Sunday, September 12, 2010

Flesh and Spirit


He melts my heart like a popsicle on the fourth of July!



Cute Aunt La-La invited us over to her house today for an end of summer bbq and swimming party. Sheri came down from Preston with Connor, Josslyn & Whitney. She picked up Nadalynn on her way along with her boyfriend Bridger - they went to homecoming together last night. Connor loved floating in the pool, but couldn't stay in for too long. Josslyn on the other hand would not get out. She stayed in for three hours straight. She only took a break to eat and then she was right back at it splashing away with the boys in the pool. Markus was so cute with her and every time she would hop out to get a new toy he would help her jump back in. Monet came over and brought her girls, Kailey and Aria. After the sun went down and everyone was shriveled from the water like a prune, we roasted marshmallows in the fire and made s'mores, laughing the night away. When I was a little girl I thought one of the happiest sounds I’d ever heard was my mother laughing with her sister. They’d stand around my Grandma Jo’s kitchen, washing the dishes and putting away the dinner leftovers, laughing so loudly they would scare me. My mother’s sister Carol—lived hundreds of miles from us, and she and my mother got together several times a year while my sisters and I skated. They colored each other’s hair, shared photos and gossip, reminisced about their childhoods, and cried together when Carol had her Lupus diagnosis. But mostly I remember their laughter and the way my mother’s eyes brightened when she was around Carol and her mother. My mother knew a secret then that I’ve only come to appreciate now that I’m a grown woman and a mother myself: having sisters is pretty much the best thing that can happen to a girl.

I am more fortunate than many in the sister department because I have five: Marilee, Lara, Monet, Sheri and Darlin. Each of us are two years apart, except for the five years between Sheri and Darlin, with one poor solitary brother between Monet and me. Of course, growing up I took my sisters for granted and even found them annoying at times. As the middle sis I did my share of babysitting and bossing and mandatory sharing and long suffering tolerating of pesky kid sisters who squabbled, teased, followed me around, and got into my stuff. Once while I was babysitting—and it seemed like I had to baby-sit ALL THE TIME while my parents callously left us to go to endless parties and balls (I’m sure I had to sweep the chimney as well)—I had to carry Darlin’s rocking chair inside from the front yard because she refused to take a break from playing to use the potty inside. But since the rocking chair was already occupied by Darlin and it didn’t occur to me to take her out, before carrying it inside, she, ahem, fell out and onto the floor.
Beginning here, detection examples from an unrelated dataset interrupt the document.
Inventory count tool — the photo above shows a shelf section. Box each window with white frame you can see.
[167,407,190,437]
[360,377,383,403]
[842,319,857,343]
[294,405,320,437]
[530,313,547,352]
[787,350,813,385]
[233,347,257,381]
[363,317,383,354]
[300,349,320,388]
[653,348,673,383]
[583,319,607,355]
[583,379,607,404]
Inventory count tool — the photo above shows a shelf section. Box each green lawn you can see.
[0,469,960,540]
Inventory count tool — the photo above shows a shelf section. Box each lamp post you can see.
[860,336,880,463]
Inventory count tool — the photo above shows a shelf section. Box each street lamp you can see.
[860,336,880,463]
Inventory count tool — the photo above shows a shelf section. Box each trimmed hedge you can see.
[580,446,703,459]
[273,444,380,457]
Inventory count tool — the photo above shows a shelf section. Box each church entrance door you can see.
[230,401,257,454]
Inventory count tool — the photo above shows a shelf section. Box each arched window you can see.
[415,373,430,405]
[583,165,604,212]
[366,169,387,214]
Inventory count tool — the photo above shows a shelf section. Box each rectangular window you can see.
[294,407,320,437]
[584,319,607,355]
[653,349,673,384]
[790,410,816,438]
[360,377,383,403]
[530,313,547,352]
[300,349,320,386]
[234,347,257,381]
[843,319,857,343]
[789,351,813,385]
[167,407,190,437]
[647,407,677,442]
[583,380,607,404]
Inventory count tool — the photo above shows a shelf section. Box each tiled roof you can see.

Another time I had to stay home and hold and rock baby Darlin, who couldn't find her Nuk (pacifier), for two hours straight while she plastered her little body to mine and cried nonstop. Sheri scratched and bit me on more than one occasion (completely unprovoked, I’m sure) and even read my diary; I got her back years later by telling on her when she was out with some boys from college, while she was only 15.

Suffice it to say, I didn’t always appreciate my sisters. But we had our moments, even back then. I always thought of Darlin as my first baby and lavished her with motherly attention; I secretly enjoyed toting her around everywhere, wrote down every cute thing she said, and couldn’t get enough of kissing her curly head. Sheri had a witty, dry sense of humor and amused me with her sass and feistiness, especially when she told off overbearing adults while I stood there tongue-tied and timid. Sheri and I shared a room with a double bed when I was almost ten and she was eight, and every night after lights out Sheri and I would tickle each others back and giggle and whisper secrets, long after we were supposed to be asleep. She was my companion during the summers when we explored the duck pond island, having bravely rowed across the pond in an inflatable raft and spent lazy afternoons at the nearby pool, sunning ourselves on warm cement and playing mermaids in the deep end.
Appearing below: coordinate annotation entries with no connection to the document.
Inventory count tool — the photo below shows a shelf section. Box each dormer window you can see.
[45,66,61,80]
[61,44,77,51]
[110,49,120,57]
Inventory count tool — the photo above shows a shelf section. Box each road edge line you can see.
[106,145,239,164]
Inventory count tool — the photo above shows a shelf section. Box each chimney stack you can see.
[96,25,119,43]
These sisterly bonds have only become sweeter and deeper as we’ve grown into women. Sheri and I both wed within a year of each other and then lived within just miles of each other after we got married. We’ve gone bowling while eight months pregnant, nursed and potty trained together, and watched our children get baptized, and start high school. Though Darlin and Sheri live in another state, the six of us email and call each other; we share family news and fashion tips (my sister Lara even staged a much-needed hair intervention for yours truly); we trade recipes and funny stories and childhood memories. We’ve been bridesmaids at each other’s weddings and we’ve grieved together over their divorces. And, though we sometimes weep together over our struggles, most of the time we laugh until our stomachs hurt—just as my mother and her sister did all of those years. We are sisters in flesh and spirit, bonded in heart and soul, best friends forever.